Faith Words: Be Still

As a grandmother, I think just about everything my grandchildren do is cute and I enjoy spending time with them just to watch them and see how they've changed since the last time I saw them.  But grandparenting isn't strictly a spectator sport.  There is often more action in the living room than on a football field.

My 4-year old grandson is a ball of energy.  He never seems to stop.  Running here - jumping there.  Throwing this - climbing on that.  Perpetual motion comes to mind.  And his little sister does the best she can to keep up with him.  If he climbs on the hearth, she does, too.  If he jumps from the ottoman to the chair, be ready to catch her 'cause here she comes.  When my other granddaughter visited a few months back, she spent an evening running up and down the hall just for the pleasure of dragging a roll of paper behind her.  I get tired just watching.  It's nearly impossible to get them to be still and just talk or listen to me.  If they'd just sit still for a minute or two and let me sing to them or read to them or tell them how much joy they bring me.  But they go and go till they collapse in the bed at night.  Then, they wake up the next morning and go again.

Sometimes my life seems like that - perpetual motion.  First here - then there.  Do this - don't forget that.  I always have a long, unfinished "To-Do List."   It makes me tired just thinking about it.  In fact, when I woke up this morning, I thought, "How will I get it all done this week?"  I just wanted to escape, to leave all the obligations and appointments behind me and run away.  I let myself get too busy and over-committed and then before I know it, I'm exhausted.  But I'm not through, so when I get up, I go at it again.

What I really need is to be still and just talk or listen to my Father God.  It's not the list and all the involvement that's out of control.  It's me.  I need to sit down with my Father and spend time in His presence.  I need to stop my perpetual motion and just be still with Him - hear Him sing over me, read of His love for me, feel the joy of being with Him.

What will my quiet time with Him be like?

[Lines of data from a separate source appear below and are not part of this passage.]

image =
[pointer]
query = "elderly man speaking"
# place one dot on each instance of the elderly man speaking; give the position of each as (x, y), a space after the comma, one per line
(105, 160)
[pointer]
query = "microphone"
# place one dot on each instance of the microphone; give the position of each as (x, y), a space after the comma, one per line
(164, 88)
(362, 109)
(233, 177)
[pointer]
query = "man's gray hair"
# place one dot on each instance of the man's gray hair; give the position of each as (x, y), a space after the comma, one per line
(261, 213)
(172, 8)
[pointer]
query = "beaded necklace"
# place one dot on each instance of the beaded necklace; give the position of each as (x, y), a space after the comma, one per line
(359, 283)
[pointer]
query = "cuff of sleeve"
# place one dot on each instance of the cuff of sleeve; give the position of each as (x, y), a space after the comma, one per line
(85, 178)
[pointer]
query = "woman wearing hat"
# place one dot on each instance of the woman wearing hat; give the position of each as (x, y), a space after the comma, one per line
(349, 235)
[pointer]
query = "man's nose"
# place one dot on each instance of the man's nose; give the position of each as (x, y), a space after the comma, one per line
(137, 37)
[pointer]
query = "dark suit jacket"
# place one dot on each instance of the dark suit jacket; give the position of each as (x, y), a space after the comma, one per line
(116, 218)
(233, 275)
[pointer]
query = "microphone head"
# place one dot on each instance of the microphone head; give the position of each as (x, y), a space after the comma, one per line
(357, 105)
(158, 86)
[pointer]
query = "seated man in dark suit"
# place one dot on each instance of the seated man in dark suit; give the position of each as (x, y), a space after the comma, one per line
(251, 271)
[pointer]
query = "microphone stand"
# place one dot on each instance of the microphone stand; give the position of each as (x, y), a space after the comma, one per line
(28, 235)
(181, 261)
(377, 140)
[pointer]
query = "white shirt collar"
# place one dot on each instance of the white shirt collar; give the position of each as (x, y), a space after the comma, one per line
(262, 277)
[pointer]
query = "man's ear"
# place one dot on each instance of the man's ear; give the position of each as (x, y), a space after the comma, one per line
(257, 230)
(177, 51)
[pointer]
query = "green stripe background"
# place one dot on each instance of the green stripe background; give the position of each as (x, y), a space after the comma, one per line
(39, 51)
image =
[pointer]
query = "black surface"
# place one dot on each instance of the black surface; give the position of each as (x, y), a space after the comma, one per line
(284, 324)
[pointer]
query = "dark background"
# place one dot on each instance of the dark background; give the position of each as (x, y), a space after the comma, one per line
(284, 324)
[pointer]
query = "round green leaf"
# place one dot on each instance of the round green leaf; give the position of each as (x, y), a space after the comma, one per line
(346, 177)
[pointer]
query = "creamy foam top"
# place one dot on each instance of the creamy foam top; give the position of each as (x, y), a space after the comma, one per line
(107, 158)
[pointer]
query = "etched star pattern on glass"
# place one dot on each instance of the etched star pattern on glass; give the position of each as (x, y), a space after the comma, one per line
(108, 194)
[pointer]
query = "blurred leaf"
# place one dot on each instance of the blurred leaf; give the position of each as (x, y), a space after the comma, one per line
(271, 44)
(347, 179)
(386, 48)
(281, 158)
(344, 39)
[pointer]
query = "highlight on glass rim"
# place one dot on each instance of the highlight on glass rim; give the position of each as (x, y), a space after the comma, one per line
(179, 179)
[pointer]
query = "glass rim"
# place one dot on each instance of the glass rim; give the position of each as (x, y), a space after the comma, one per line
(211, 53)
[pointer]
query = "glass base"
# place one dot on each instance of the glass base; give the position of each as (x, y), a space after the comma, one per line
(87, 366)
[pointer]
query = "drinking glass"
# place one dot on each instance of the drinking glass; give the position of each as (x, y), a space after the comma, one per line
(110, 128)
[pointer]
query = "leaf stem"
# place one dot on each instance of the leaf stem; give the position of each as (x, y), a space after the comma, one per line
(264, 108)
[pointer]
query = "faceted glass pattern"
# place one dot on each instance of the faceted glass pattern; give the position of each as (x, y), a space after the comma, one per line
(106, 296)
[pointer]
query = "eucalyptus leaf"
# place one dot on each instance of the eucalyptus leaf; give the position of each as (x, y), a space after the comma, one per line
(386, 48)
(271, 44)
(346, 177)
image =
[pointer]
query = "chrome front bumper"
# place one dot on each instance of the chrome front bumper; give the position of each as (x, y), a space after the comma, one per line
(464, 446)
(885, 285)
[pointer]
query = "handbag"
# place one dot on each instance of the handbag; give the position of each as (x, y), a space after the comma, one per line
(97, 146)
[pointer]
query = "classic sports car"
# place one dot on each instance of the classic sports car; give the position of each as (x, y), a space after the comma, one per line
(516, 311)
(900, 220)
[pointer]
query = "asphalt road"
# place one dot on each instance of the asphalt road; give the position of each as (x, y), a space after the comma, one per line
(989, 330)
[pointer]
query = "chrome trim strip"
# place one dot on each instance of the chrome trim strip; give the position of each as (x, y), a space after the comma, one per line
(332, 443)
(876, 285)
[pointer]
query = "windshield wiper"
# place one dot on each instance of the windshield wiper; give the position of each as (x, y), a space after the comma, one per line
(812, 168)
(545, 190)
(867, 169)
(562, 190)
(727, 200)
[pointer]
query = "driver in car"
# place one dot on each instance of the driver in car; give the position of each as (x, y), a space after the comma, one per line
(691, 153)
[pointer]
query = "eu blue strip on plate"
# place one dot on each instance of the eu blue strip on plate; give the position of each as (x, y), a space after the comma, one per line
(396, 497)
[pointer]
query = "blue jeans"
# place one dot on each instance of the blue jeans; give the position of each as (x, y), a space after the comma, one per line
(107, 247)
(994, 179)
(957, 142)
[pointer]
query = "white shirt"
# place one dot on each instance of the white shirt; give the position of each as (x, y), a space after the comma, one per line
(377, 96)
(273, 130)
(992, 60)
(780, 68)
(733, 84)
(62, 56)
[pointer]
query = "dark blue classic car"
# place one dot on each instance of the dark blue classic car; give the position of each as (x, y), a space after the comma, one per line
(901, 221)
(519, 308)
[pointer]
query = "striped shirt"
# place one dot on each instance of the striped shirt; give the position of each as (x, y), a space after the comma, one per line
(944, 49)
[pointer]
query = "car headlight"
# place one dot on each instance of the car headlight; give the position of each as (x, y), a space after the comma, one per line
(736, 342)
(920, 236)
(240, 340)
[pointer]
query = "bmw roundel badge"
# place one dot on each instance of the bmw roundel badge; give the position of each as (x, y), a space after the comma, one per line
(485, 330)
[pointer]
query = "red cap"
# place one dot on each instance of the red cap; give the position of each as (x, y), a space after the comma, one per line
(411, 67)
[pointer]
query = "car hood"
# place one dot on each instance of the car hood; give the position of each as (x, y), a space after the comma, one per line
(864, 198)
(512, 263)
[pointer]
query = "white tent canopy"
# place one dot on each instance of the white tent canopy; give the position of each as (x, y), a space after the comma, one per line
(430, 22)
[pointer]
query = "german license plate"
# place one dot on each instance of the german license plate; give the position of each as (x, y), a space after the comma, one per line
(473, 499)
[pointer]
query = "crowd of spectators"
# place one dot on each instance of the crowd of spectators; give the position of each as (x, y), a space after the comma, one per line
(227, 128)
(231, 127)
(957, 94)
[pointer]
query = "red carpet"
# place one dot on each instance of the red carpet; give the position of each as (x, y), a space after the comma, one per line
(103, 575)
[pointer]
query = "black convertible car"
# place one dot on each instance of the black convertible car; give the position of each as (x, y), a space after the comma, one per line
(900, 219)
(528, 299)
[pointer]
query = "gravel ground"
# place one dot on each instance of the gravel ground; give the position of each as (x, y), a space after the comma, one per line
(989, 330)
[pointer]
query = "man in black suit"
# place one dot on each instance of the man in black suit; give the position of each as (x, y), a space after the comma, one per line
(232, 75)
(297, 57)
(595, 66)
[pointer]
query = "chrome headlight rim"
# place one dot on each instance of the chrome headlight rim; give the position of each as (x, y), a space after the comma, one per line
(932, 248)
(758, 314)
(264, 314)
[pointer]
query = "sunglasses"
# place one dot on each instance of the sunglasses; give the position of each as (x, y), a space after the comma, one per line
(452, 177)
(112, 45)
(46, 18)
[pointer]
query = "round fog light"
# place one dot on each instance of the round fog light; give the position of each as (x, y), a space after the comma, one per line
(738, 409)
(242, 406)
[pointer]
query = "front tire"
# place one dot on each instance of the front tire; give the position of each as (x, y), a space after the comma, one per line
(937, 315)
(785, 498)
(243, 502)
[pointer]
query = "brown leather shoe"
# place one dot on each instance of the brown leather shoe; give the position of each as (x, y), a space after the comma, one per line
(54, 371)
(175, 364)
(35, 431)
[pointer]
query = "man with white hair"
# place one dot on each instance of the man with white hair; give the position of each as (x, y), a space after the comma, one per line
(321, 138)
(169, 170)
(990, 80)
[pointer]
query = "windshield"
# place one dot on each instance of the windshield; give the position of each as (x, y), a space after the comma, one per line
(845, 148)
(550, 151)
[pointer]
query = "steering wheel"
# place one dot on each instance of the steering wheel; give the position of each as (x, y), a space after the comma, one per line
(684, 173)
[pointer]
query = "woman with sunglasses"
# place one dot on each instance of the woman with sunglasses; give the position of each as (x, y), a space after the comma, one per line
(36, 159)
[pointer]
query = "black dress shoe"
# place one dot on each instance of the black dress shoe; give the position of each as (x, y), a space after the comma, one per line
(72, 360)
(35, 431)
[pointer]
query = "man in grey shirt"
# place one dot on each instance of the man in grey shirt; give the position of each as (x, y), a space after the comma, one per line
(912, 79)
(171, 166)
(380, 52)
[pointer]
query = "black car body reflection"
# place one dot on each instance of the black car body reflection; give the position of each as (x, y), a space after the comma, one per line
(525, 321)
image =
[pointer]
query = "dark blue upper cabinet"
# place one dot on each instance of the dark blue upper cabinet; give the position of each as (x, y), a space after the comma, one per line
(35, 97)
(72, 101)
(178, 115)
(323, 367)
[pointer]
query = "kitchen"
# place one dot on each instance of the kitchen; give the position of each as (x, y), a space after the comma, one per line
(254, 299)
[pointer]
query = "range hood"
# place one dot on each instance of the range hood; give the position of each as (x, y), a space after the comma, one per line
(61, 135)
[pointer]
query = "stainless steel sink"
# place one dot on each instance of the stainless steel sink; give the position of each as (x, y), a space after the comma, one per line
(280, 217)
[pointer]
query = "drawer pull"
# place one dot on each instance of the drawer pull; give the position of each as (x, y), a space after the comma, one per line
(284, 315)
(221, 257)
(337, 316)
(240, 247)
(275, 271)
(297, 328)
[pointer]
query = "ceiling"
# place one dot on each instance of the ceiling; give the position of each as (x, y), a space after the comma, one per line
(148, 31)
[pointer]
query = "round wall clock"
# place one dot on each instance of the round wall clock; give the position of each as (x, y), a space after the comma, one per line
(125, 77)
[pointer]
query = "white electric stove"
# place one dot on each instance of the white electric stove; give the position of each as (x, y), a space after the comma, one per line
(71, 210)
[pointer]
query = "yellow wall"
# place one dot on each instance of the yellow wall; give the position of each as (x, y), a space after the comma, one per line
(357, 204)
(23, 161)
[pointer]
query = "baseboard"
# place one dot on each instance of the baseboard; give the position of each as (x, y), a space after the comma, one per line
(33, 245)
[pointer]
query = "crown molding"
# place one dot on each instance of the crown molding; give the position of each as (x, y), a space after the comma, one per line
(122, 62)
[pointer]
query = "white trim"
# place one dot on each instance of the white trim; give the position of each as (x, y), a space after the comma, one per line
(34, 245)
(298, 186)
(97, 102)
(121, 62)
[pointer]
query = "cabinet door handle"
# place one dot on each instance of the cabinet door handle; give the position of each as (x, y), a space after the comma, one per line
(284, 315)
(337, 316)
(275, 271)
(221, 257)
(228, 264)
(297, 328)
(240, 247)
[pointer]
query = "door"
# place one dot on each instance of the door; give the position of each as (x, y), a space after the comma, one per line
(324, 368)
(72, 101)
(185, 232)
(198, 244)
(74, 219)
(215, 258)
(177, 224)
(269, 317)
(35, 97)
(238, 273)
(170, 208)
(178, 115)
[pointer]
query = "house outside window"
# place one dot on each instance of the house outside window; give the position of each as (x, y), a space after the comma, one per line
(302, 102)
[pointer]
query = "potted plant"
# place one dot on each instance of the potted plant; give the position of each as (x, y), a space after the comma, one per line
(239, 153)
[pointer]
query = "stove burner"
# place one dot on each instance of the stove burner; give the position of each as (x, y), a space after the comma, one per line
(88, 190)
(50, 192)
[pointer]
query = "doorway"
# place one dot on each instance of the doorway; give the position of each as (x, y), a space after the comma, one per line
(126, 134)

Will I be counting the minutes till it's time to move on to the next thing on my list?  Will I let my thoughts drift to the planning and details of my next obligation?  Will I be impatient and pull away from Him?

It could be that for a little while I'll forget the pressure I've put on myself.  Maybe I'll remember how much I love Him and think of all He has done and is doing for me.  I might just gain some much needed perspective about the importance and necessity of each item on my list.  Then, maybe I'll come away refreshed and much calmer.

Sound pretty good - I think I'll give it a try.

Shh...

Patrice

Psalm 46:10a (NIV)

Be still and know that I am God.

Comments

Sheree Denny said…
Psalm 141:3 NIV

Set a guard over my mouth O Lord; keep watch over the door of my lips.
Kim OConnor said…
Exodus 23:20 NLT

See, I am sending an angel before you to protect you on your journey and lead you safely to the place I have prepared for you.
Carol Rea said…
Isaiah 7:9b NIV

...If you do not stand firm in your faith, you will not stand at all.